The summer of 1994.  Kurt Cobain was dead.  I was in my second year at the University of Texas.  I took a test on rock and roll history the week Cobain had died. I wasn't bothered, but others in my class cried openly.  I finished the Spring semester and decided to stay in town for the summer and find work.  I worked with my friend and roommate who got me a landscaping job.

Other than my friend T Jay, I worked alongside felons and illegal immigrants.  The felons told stories about distributing cocaine while working at Tyson chicken.  Skeptical.  Not skeptical.  The illegals all liked Selena, not so much for her music.  I lived just North of campus on Medical Arts Parkway.  It was a flea infested place with a failing AC in the middle of a Texas summer, brutal.  Mid-way through the summer T Jay moved back to my hometown when the felons we worked for decided not to pay us anymore.  After asking them a couple of times for the money they owed us, they left town.  It seemed like what a felon would do.  It both angered me, the injustice of it, and scared me half to death because these were scary guys.  The rest of the summer I lived by myself.

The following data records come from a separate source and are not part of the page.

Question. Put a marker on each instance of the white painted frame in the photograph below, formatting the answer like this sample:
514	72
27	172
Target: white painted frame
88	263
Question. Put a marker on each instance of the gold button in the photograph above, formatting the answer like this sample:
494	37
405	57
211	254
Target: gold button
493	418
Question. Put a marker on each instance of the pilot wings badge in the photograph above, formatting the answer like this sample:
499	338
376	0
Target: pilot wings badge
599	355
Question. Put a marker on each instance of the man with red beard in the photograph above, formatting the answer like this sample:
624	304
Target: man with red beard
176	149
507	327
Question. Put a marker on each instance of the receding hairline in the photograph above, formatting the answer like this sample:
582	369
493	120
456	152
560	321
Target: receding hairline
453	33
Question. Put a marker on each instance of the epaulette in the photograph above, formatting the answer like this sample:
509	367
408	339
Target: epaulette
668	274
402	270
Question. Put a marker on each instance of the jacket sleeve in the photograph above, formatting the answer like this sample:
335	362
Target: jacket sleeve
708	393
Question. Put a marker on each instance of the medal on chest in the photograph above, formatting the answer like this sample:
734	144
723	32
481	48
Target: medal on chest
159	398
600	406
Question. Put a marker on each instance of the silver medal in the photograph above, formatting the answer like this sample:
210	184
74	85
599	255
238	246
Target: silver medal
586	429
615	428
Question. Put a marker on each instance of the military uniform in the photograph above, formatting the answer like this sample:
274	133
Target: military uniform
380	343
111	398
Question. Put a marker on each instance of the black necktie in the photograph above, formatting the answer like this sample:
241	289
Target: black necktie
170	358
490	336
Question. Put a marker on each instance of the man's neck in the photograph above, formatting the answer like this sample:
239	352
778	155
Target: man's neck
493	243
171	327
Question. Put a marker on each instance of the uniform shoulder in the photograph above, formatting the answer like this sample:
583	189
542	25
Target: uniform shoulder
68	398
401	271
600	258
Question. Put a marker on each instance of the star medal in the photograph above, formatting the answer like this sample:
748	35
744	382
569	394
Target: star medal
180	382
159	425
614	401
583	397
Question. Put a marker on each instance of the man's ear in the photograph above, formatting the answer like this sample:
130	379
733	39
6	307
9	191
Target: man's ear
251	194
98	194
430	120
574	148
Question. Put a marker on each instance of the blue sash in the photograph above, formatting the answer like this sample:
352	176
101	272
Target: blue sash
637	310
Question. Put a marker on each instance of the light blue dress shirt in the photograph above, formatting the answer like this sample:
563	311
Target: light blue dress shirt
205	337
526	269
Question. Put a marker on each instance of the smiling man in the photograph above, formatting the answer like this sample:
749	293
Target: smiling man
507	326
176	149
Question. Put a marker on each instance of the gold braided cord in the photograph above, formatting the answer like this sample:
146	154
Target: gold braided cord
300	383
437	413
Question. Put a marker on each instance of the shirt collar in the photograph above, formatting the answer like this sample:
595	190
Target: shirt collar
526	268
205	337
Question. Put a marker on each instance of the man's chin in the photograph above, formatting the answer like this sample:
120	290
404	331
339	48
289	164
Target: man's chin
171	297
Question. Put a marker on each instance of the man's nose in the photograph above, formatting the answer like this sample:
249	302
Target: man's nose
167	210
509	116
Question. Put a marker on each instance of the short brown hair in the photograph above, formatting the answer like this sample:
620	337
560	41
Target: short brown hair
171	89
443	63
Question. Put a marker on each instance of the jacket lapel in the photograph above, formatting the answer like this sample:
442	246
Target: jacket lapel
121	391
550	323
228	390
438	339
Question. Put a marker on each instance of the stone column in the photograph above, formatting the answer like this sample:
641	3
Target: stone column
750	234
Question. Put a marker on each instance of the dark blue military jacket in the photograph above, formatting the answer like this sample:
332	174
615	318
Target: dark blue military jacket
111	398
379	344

Just before my bank account went to $0, God provided me a job with a small company constructing brick pool decks and patios.  The owner was a half-racist ex-surfer from Corpus Christi.  Two other of my friends from college worked with me.  There was also the crew of illegals who did most of the work.  But they left after a couple of weeks.  The Hispanic foreman took money from the boss to get workers visas for them.  But once they were legal, he went off to make his own company.  A high school kid worked with us for a few weeks.  But he would wander off from work to try to hunt deer with a knife.  He was very confident for some reason, but he wasn't successful.  There was another guy who was a little older we worked with who mocked my virginity and religiosity.  He thought he was a real wise man of the world. 

One day stands out to me for some reason.   We pushed wheel barrows full of concrete up a hill all day to the client's back yard to make a water drainage ditch.  He lived out at the edge of town off Parmer Lane and Lamar.  After work we played 3 on 3 basketball at a random park in the area.  In your 20s you can work all day and then for fun do even more work.  Not any more! Ha ha.

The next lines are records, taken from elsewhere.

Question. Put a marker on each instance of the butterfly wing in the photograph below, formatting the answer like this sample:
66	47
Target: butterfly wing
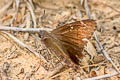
71	37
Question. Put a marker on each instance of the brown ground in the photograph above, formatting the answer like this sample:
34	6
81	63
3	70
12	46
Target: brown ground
18	63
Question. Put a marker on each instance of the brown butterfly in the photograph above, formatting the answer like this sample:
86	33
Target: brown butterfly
68	40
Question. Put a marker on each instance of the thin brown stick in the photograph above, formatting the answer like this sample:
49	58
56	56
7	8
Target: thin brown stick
9	28
102	76
32	14
24	45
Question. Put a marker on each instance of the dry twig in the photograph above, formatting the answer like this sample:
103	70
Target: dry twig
32	13
24	45
9	28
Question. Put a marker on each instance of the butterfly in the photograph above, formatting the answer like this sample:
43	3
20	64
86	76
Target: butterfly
68	40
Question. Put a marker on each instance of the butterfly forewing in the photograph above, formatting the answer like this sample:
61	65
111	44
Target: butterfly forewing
68	39
71	37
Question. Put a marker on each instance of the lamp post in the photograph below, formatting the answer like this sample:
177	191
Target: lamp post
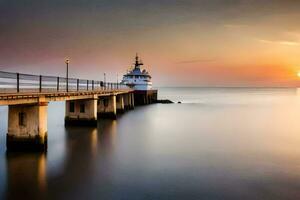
67	75
117	81
104	81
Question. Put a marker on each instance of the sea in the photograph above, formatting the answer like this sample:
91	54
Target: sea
218	143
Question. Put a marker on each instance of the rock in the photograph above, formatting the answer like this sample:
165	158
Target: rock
164	101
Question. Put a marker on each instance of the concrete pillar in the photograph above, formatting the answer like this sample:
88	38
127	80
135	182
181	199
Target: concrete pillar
120	104
81	112
127	101
107	107
27	127
132	100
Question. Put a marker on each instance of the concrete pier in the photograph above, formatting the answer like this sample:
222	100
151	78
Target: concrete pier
145	97
107	107
120	104
126	98
27	127
81	112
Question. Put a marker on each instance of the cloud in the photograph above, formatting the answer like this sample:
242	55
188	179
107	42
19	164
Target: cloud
235	25
281	42
196	61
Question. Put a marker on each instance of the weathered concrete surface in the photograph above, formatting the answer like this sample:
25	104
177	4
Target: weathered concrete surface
120	104
30	98
27	127
127	101
81	112
107	107
145	97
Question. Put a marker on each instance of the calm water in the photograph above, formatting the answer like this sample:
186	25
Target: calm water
217	144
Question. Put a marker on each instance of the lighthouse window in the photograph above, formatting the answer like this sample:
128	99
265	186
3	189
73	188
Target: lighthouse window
72	106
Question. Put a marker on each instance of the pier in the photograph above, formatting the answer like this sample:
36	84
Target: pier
27	97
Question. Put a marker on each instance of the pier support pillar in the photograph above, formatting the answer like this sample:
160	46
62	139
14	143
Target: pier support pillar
107	107
120	104
27	127
132	100
127	105
81	112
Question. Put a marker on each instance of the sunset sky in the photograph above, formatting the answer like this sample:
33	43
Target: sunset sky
182	43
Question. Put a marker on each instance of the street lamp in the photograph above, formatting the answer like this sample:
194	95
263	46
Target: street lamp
67	75
104	81
117	81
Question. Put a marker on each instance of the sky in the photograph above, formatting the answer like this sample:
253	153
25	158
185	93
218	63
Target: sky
181	42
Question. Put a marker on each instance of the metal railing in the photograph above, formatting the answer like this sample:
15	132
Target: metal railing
19	82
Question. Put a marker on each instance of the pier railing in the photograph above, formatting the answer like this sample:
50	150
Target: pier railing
19	82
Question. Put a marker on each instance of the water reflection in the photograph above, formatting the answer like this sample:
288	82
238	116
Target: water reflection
26	175
235	144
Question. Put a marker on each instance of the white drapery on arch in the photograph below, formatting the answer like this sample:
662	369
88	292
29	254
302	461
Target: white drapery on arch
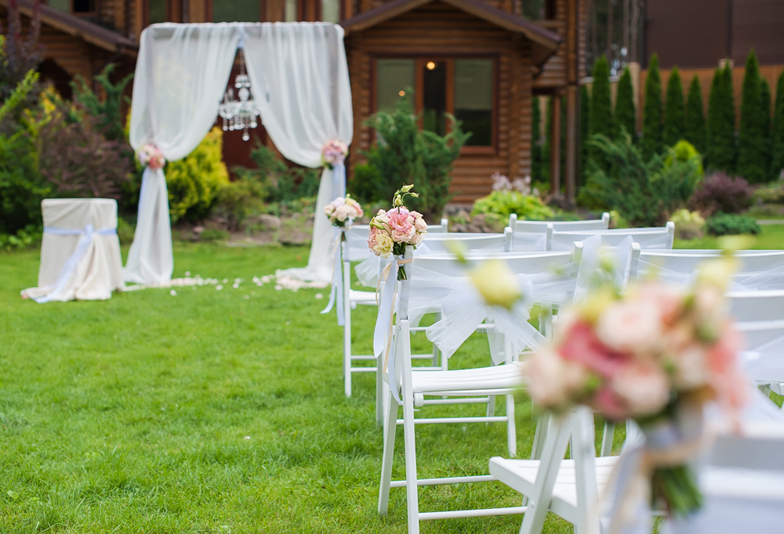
299	77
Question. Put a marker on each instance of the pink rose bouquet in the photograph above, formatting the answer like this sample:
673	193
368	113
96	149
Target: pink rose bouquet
334	153
341	210
392	230
150	156
655	355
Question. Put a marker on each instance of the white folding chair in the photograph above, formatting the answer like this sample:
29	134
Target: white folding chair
355	249
414	385
532	235
657	238
742	485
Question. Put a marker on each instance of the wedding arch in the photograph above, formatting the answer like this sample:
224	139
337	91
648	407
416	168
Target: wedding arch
299	80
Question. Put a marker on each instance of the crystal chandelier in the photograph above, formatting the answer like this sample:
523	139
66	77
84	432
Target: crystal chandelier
239	114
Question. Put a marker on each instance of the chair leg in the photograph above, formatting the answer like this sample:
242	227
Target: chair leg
511	428
607	438
390	426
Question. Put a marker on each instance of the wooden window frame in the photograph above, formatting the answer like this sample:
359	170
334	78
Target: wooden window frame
420	61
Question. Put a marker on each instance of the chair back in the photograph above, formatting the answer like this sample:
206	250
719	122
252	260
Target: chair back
540	227
658	238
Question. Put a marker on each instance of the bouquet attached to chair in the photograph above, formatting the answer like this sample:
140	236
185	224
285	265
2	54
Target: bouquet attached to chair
341	212
656	354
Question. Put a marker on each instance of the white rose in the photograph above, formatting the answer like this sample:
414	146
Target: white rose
630	327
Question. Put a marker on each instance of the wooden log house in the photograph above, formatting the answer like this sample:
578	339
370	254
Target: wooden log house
480	60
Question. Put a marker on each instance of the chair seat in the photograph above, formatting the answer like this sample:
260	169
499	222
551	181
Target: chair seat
362	297
507	376
520	475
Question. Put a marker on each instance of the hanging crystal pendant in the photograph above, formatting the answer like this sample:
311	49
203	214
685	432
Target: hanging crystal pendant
239	114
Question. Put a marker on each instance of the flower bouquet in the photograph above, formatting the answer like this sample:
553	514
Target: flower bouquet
655	354
334	153
341	210
391	231
151	156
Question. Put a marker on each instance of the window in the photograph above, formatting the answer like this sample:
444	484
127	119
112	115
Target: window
291	14
464	87
330	10
236	11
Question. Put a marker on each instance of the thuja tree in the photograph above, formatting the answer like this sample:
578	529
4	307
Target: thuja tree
651	143
720	151
625	113
750	136
777	148
409	155
585	131
694	123
673	110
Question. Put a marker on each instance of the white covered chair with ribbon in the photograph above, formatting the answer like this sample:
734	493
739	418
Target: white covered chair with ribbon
80	252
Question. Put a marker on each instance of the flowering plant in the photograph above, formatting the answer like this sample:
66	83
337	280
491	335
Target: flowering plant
392	230
654	354
342	209
151	156
334	153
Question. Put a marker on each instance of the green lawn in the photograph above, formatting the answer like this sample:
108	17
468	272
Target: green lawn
214	411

In the background that whole summer was the music of Nirvana's last album, In Utero.  I drove from Parmer Lane to Westlake to Enfield Road that summer to do jobs with that cassette in my Blue Chevy Cavalier.  My appreciation for post-punk had started a few years earlier.  I started college in 1992 at the center of a distinct musical culture.  Look up Austin, TX in the 80s and 90s.  It was weird.  It isn't any more.  It was thick and dripping with music.  Even a conservative, Christian square like me couldn't help but be baptized in it.  Liberty Lunch, Antone's, The Backroom, the Hole In The Wall, were all places I frequented.  

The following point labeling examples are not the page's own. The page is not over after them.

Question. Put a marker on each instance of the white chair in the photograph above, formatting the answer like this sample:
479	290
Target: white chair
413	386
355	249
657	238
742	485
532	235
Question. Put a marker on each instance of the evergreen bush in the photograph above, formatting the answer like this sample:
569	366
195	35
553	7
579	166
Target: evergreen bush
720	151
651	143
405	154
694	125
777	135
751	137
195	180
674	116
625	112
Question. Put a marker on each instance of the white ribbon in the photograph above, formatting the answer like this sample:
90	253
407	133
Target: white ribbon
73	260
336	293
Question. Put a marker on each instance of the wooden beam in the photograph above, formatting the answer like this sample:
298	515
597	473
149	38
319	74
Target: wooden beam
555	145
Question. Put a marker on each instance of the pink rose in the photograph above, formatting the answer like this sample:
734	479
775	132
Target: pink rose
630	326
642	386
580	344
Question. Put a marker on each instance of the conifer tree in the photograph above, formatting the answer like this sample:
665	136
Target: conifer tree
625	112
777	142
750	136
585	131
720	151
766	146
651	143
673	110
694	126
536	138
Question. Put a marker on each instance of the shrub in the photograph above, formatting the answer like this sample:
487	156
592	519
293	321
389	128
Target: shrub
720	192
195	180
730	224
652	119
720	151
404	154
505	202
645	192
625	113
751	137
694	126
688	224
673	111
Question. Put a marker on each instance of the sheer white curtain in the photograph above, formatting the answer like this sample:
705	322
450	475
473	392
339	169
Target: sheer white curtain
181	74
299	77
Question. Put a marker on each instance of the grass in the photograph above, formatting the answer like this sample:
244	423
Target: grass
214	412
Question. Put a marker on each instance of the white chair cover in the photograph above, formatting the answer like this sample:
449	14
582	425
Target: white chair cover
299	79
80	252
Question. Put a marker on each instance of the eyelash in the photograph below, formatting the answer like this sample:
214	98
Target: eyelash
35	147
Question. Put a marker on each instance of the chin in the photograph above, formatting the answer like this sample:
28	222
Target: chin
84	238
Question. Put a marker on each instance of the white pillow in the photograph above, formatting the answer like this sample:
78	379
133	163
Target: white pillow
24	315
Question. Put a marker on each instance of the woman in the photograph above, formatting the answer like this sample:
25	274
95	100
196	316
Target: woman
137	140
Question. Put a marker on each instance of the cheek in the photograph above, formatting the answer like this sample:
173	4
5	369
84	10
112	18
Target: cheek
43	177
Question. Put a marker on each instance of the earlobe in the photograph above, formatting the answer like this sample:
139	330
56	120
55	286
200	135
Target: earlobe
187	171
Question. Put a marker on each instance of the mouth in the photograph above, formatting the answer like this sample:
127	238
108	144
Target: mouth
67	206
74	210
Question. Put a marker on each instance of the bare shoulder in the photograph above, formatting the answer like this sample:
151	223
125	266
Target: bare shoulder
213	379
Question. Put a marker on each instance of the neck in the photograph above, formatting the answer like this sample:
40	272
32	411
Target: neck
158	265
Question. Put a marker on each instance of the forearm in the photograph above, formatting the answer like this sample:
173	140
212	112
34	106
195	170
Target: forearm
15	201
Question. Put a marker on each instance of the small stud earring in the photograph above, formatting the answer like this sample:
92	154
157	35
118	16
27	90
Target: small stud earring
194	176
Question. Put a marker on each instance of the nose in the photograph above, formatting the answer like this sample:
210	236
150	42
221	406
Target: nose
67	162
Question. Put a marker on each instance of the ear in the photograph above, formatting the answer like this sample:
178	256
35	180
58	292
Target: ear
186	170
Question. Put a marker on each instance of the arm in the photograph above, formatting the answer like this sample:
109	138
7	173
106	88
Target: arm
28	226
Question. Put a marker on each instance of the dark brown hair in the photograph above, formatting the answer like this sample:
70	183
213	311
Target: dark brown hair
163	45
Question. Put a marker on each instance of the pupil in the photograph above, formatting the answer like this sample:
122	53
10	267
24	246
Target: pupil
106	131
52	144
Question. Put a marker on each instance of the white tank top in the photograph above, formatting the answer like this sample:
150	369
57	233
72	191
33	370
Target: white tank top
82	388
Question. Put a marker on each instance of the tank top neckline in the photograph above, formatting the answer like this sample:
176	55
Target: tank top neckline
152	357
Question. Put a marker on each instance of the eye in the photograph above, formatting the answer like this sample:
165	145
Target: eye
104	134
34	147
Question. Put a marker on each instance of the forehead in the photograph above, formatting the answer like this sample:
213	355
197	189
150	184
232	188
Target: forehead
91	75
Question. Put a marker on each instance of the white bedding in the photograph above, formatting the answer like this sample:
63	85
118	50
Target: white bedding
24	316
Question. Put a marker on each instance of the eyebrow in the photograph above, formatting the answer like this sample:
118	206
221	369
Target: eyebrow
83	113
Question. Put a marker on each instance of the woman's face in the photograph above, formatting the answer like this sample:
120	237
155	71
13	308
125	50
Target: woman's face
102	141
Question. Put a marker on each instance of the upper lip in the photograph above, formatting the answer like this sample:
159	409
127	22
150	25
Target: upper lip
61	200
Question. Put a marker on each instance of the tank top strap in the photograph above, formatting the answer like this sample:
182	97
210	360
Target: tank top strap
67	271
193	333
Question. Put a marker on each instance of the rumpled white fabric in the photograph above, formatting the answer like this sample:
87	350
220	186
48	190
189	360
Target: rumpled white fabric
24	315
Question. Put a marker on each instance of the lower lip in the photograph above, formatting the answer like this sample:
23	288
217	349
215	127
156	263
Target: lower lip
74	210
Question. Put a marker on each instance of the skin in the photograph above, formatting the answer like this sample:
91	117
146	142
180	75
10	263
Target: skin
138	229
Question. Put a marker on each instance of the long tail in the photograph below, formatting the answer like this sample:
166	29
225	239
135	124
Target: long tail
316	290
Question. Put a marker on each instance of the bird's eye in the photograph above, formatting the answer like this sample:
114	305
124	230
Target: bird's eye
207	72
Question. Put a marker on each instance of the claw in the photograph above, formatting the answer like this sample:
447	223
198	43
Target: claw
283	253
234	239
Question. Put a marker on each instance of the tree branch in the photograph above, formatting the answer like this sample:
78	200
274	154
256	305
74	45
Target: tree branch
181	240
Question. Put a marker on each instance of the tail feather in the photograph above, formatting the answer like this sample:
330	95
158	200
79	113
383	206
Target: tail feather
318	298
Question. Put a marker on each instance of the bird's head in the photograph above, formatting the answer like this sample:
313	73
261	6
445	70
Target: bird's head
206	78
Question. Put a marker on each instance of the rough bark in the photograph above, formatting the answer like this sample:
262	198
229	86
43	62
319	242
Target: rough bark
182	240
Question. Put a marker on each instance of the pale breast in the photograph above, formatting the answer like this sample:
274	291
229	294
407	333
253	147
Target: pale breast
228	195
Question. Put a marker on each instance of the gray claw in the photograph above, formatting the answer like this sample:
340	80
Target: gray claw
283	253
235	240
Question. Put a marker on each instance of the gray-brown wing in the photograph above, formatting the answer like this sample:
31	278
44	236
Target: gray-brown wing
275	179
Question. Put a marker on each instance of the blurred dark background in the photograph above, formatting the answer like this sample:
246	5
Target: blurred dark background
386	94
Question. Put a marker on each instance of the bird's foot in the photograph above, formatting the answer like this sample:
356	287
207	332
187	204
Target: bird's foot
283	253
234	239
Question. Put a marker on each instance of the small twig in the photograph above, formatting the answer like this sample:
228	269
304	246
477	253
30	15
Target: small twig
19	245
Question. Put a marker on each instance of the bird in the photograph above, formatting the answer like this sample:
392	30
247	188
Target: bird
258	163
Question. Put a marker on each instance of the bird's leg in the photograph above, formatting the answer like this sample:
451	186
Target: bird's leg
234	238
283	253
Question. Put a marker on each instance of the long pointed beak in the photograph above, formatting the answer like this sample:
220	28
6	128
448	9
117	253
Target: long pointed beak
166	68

I remember listening to In Utero driving through the West Lake hills as both a rebel and a disciple.  But what was I rebelling from?  For whom was I a disciple?  Looking back I know. I was pursuing, inconsistently, faith, wisdom, righteousness, and beauty.  During the summer of 1994 I lived through much that was ugly.  But there was still beauty as I drove to the day's work site listening to Nirvana's last album.